Entretanto, essa não é, com a devida vênia, a interpretação mais consentânea
com os princípios constitucionais, eis que ampliaria, em demasia, os limites de
atuação do Judiciário, permitindo-lhe interferir, de forma indevida, a meu ver, nos
debates do Legislativo, que age, como se sabe, nas matérias que lhe são afetas,
com amplíssima discricionariedade. Incidiria, desenganadamente, naquilo que
o eminente constitucionalista José Afonso da Silva chama de “abuso no exercício
da função jurisdicional”, que, para ele, “é tão inconstitucional como o abuso das
funções executiva e legislativa” (palestra proferida na OAB, em comemoração
aos 25 anos da Constituição, aos 12-6-2013).
Em suma, a razão de ser do dispositivo constitucional em questão, que per‑
mite obstar o processo legislativo no caso da tramitação de emenda à Carta
Magna tendente a abolir alguma das cláusulas pétreas, consiste em evitar-se
a alteração de um paradigma normativo da mais alta hierarquia jurídica, cujo
dano potencial ao ordenamento legal é incomensuravelmente maior do que
aquele causado pela eventual aprovação de uma lei ordinária tisnada pelo vício
da inconstitucionalidade, o qual, de resto, é reparável a qualquer tempo, quer
por meio do controle concentrado, quer mediante o controle difuso, cometidos
pela Constituição ao Judiciário, com exclusividade.
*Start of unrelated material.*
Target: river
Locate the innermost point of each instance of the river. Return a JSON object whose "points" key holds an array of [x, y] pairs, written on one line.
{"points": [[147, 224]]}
Por tais razões, a saber: seja porque o projeto de lei está sendo atacado por
meio de um instrumento processual inadequado, seja porque – ao menos numa
análise prefacial que ora se faz – ele não vulnera nenhuma das cláusulas pétreas,
penso que o PLC 14/2013, aqui impugnado, não pode ser objeto de controle prévio
de constitucionalidade.
Em outras palavras, somente após a sua regular tramitação e eventual trans‑
formação em direito posto é que esta Suprema Corte estará autorizada, caso
provocada mediante o instrumento processual adequado, a examinar a sua com‑
patibilidade com a Constituição, exercendo, assim, de forma legítima, o controle
de constitucionalidade, de caráter repressivo que lhe compete.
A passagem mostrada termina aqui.